En el año 1982 Haruki Murakami cerró el local de jazz que le dio de comer durante años y decidió que, en adelante, se dedicaría sólo a escribir. ¡Ah!, y a correr. Casi sin darse cuenta logró completar el trayecto que separa Atenas de Maratón. Y no se detuvo. Tiempo después, cuando sus novelas ya se habían traducido a más de cincuenta lenguas y era el escritor japonés vivo más leído en el mundo, dio a conocer De qué hablo cuando hablo de correr (2007), título que corteja la ocurrencia persuasiva de Raymond Carver en De qué hablamos cuando hablamos de amor (1981) –Murakami tradujo a Carver al japonés y lo considera uno de sus maestros–. En aquel libro reflexionaba sobre el alcance que el ejercicio de correr a diario tuvo en su vida y en su obra. Entre las exigencias del entrenamiento, el afán de superación, la música que escucha mientras se desplaza y los lugares que atraviesa, cuenta anécdotas, reflexiona, introduce al lector en su universo personal y creativo.
Acaba de llegar a Uruguay De qué hablo cuando hablo de escribir, nueva paráfrasis del título contagioso. El tono íntimo y conversacional que elige Murakami hace sentir al lector que se dirige a él, o quizá a un público imaginario. Pero el creador de ficciones colosales como Crónica del pájaro que da cuerda al mundo y 1Q84 asegura que nunca leyó esos textos a un auditorio real, por pudor a hablar de su vida y porque se resiste a dar explicaciones sobre lo que escribe y lo que piensa. Contradictorio y en cierto modo ingenuo, no deja de llamar la atención que alguien que representa el paradigma del artista ensimismado publique estos De qué hablo…, donde el autobiografismo es inevitable, aunque la excusa sea historiar una vocación. Tampoco es sencillo vincular sus ficciones alucinadas con el hombre ponderado y rutinario que confiesa ser, un profesional que organiza su trabajo de forma racional y llena diez páginas cada día en horarios estrictos, “como cualquier persona que ficha a la entrada y a la salida del trabajo”.

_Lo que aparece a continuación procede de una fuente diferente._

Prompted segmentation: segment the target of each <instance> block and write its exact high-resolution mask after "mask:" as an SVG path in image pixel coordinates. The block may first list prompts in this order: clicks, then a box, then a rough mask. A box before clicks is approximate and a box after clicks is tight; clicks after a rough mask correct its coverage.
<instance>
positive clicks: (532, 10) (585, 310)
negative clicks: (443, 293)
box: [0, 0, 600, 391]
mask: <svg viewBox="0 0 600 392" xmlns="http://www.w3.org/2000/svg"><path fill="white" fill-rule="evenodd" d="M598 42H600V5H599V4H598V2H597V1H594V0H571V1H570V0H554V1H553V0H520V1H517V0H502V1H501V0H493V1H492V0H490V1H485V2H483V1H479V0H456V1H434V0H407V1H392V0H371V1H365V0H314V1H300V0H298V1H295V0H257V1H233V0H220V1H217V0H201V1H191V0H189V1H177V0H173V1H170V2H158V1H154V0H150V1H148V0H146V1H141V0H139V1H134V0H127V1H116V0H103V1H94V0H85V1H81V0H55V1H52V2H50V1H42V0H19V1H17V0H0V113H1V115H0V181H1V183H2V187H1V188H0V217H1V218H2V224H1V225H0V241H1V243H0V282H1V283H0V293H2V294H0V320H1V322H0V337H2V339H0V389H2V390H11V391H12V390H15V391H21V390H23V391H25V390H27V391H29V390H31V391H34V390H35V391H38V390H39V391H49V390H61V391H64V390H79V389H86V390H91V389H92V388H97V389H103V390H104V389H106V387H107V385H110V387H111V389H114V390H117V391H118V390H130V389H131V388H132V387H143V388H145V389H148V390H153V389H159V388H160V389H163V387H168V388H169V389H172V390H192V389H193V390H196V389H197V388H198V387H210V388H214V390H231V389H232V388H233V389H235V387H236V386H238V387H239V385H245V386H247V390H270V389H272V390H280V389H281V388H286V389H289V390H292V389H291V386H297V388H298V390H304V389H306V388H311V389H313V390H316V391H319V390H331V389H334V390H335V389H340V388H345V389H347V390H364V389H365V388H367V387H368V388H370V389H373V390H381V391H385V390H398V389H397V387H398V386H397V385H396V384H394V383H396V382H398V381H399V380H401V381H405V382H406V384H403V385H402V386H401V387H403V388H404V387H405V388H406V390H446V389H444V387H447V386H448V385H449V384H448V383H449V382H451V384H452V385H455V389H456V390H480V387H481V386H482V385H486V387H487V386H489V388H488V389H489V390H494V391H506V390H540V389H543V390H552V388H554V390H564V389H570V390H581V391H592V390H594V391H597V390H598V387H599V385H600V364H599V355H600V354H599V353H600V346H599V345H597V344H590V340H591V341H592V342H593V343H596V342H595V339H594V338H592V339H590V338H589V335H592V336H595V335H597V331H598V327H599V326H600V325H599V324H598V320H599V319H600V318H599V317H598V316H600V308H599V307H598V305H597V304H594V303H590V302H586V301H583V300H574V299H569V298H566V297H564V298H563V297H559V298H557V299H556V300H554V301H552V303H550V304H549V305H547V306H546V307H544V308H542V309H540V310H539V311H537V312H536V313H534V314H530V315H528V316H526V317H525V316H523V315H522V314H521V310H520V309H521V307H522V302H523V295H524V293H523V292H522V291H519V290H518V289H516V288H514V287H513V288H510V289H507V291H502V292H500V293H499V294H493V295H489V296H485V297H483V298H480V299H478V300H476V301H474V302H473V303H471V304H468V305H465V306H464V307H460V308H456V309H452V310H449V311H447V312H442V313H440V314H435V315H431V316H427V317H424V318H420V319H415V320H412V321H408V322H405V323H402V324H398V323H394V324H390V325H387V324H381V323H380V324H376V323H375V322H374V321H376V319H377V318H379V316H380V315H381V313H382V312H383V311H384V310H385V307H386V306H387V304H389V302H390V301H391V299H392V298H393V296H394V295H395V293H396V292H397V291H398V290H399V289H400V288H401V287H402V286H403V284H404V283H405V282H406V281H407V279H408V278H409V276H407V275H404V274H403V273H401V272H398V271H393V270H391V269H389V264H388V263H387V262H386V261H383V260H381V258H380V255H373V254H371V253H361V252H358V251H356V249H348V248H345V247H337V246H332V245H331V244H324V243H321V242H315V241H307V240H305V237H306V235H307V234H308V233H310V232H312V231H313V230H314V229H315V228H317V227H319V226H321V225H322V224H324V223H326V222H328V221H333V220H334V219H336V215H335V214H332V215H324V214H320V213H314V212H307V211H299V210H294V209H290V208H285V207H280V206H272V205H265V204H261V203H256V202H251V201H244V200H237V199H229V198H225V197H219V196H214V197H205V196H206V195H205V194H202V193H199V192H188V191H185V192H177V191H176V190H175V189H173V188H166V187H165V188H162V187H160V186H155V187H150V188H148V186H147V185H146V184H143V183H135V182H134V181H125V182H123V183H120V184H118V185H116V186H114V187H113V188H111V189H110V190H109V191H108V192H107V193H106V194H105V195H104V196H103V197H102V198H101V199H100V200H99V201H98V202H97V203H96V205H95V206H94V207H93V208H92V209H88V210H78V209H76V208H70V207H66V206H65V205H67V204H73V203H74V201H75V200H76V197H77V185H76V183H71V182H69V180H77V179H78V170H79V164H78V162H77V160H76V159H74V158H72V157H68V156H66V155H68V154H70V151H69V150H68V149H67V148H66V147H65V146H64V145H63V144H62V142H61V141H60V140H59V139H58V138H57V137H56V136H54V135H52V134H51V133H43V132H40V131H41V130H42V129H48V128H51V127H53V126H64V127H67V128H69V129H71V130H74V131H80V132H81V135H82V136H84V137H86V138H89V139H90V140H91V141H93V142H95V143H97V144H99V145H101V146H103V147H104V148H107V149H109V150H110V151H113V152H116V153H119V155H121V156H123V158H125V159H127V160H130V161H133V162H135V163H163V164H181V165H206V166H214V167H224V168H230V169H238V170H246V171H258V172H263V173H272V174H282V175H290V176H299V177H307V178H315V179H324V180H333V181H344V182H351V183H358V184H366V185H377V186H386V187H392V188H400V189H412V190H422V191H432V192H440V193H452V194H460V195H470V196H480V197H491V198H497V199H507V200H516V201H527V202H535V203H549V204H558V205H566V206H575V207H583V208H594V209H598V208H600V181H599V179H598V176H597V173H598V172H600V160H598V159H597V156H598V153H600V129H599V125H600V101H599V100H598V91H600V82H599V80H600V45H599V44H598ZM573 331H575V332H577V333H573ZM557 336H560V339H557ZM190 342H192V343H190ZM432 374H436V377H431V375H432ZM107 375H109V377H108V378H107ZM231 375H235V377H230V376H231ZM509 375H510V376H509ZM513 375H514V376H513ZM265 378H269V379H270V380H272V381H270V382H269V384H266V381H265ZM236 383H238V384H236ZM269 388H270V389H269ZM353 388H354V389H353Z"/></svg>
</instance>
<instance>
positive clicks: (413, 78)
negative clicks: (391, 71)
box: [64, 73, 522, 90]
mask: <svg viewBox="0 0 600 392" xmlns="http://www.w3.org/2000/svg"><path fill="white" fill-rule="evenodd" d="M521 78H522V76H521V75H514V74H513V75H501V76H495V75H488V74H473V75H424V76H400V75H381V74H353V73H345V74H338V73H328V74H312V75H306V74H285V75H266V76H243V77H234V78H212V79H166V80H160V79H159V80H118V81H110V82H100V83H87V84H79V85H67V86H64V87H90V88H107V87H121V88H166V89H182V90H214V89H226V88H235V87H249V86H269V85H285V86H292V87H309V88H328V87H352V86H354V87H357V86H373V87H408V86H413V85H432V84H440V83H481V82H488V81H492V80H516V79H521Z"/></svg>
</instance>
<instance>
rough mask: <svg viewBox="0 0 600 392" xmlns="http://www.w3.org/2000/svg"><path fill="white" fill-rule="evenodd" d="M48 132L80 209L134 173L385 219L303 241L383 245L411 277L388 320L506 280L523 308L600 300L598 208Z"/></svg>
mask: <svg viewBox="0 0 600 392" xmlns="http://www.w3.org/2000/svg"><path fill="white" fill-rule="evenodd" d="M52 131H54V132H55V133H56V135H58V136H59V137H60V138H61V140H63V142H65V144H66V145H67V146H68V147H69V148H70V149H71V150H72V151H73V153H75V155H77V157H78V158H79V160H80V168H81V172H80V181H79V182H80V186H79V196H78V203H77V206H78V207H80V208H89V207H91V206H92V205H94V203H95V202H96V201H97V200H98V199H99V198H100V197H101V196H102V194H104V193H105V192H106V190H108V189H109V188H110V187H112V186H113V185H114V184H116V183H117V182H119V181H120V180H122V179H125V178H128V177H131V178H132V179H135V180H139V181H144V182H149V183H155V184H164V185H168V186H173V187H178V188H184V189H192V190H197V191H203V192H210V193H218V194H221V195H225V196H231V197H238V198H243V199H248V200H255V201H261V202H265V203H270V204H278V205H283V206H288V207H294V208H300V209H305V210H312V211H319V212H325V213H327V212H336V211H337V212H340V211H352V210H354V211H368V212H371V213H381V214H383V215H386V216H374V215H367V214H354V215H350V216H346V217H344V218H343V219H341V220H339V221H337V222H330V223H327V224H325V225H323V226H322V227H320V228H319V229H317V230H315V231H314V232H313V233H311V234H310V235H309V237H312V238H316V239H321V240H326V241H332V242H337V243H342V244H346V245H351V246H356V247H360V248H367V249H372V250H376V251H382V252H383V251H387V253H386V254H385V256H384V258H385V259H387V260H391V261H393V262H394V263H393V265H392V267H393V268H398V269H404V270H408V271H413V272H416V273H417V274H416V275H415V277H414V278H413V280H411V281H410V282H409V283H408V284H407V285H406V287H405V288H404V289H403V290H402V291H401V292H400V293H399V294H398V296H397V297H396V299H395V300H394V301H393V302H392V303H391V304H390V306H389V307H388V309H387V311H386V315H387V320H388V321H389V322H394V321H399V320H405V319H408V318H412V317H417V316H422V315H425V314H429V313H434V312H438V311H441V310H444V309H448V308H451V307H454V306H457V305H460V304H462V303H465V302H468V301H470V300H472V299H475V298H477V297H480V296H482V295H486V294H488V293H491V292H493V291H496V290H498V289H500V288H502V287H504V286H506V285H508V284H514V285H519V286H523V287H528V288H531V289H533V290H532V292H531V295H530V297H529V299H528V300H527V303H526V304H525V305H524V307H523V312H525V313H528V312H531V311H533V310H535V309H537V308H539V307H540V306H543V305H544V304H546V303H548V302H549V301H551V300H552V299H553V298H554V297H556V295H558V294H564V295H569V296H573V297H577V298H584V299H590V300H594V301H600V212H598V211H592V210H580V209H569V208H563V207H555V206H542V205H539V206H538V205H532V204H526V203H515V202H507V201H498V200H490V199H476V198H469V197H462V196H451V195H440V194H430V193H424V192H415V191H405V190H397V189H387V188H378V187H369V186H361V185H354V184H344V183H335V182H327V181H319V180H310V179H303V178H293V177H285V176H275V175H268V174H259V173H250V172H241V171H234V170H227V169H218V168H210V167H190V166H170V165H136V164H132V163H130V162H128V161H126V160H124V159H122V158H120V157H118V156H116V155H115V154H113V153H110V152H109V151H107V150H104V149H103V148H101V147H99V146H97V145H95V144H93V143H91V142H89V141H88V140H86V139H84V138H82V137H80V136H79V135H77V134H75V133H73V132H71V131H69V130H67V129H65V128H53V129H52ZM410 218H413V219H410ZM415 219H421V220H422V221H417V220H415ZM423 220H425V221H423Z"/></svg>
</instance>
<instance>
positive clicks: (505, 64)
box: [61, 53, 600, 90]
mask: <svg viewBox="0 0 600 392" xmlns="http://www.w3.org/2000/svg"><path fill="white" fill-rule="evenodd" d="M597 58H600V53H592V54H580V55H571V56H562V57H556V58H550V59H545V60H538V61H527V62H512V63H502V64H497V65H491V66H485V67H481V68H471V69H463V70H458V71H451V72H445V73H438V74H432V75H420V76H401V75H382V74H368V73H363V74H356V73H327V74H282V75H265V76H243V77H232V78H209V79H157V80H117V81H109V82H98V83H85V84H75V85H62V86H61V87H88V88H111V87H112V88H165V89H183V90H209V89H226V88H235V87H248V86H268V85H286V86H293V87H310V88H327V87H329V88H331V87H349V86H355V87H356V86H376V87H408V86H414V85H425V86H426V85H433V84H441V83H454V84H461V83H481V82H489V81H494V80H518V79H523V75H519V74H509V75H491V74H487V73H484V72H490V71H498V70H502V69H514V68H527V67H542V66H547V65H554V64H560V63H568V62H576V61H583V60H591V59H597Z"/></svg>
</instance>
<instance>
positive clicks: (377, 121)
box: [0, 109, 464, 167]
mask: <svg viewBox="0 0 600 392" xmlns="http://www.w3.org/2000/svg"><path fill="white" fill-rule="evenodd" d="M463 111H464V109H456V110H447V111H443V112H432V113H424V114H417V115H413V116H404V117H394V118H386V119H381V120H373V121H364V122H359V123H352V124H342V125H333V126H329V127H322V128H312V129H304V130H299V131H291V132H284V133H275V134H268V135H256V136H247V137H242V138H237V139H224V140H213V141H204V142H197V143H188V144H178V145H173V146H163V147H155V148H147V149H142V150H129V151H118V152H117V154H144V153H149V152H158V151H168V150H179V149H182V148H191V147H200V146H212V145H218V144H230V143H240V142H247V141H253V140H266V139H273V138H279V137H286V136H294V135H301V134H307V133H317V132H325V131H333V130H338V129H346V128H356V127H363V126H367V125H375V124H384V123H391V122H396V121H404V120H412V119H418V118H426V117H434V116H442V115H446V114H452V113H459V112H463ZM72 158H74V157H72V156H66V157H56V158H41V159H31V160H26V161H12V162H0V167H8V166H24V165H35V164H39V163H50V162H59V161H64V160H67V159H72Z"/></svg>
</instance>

Sumido en estas tensiones, que a la vez muestran y ocultan, un Murakami cansado de declarar que escribe para sí mismo reflexiona sobre la literatura, la imaginación, la originalidad, los personajes, los críticos y los premios, el magisterio de Kafka, Dostoievski, Chandler y Hemingway. Los seis primeros capítulos habían sido publicados por entregas en la revista japonesa Monkey Business, los últimos cinco fueron escritos para completar el volumen. El lenguaje es llano y el libro tiene un aire demasiado elemental, aunque a veces revela verdades que redimen la propuesta. Muchos de estos temas circularon en entrevistas, reseñas, tesis, ensayos y, hace un par de años, fueron plasmados en el prólogo a la reedición conjunta de las dos primeras nouvelles de Murakami: Escucha la canción del viento y Pinball, 1973. Es siempre el mismo relato volcado en una mitología epifánica afín al autor, la historia a la que vuelve, una y otra vez, a partir de la escena fundacional de aquel partido de béisbol donde nació la certeza, que él nunca había explorado, de que iba a escribir una novela.
Visto el fervor que despiertan sus ficciones, es legítimo sospechar que la publicación de los De qué hablo… responde a una estrategia de marketing. Un editor reconoció en la prensa que imprimir libros de Murakami era lo mismo que imprimir dinero.
Autor de relatos cortos, novelas breves y ensayos, en el libro sostiene: “mi terreno de lucha fundamental es la novela larga”, que creó su estilo “construyendo frases como si tocara un instrumento”, que la originalidad no es una fórmula sino un sentimiento, y que para él fue importante convertir su originalidad “en norma”. Su destino de escritor parece sorprenderle: “Mi vida durante estos treinta y cinco años ha consistido, en gran medida, en el esfuerzo constante para no dejar escapar esa sorpresa”.
No obstante la desilusión que puede provocar el libro, esta cronista se cuenta entre los millones de lectores que disfrutan el cautivante vuelo imaginativo de Murakami y aplauden la aparición de cada nueva novela. Sus detractores –el autor reafirma la necesidad de tener una personalidad estable para soportar las críticas adversas– alcanzan cifra similar. Cada año en las puertas del Nobel, el japonés no deja indiferente a nadie.